Q Home 27 May 2025 8:17 UTC
1 point
0
Thanks for clarifying! Even if I still don’t fully understand your position, I now see where you’re coming from.
No, I think it’s what humans actually pursue today when given the options. I’m not convinced that these values are static, or coherent, much less that we would in fact converge.
Then those values/motivations should be limited by the complexity of human cognition, since they’re produced by it. Isn’t that trivially true? I agree that values can be incoherent, fluid, and not converging to anything. But building Task AGI doesn’t require building an AGI which learns coherent human values. It “merely” requires an AGI which doesn’t affect human values in large and unintended ways.
No, because we don’t comprehend them, we just evaluate what we want locally using the machinery directly, and make choices based on that.

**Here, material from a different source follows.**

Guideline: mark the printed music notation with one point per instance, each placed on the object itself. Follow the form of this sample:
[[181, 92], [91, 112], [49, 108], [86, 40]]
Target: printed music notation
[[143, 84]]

This feels like arguing over definitions. If you have an oracle for solving certain problems, this oracle can be defined as a part of your problem-solving ability. Even if it’s not transparent compared to your other problem-solving abilities. Similarly, the machinery which calculates a complicated function from sensory inputs to judgements (e.g. from Mona Lisa to “this is beautiful”) can be defined as a part of our comprehension ability. Yes, humans don’t know (1) the internals of the machinery or (2) some properties of the function it calculates — but I think you haven’t given an example of how human values depend on knowledge of 1 or 2. You gave an example of how human values depend on the maxima of the function (e.g. the desire to find the most delicious food), but that function having maxima is not an unknown property, it’s a trivial property (some foods are worse than others, therefore some foods have the best taste).
That’s a very big “if”! And simplicity priors are made questionable, if not refuted, by the fact that we haven’t gotten any convergence about human values despite millennia of philosophy trying to build such an explanation.
I agree that ambitious value learning is a big “if”. But Task AGI doesn’t require it.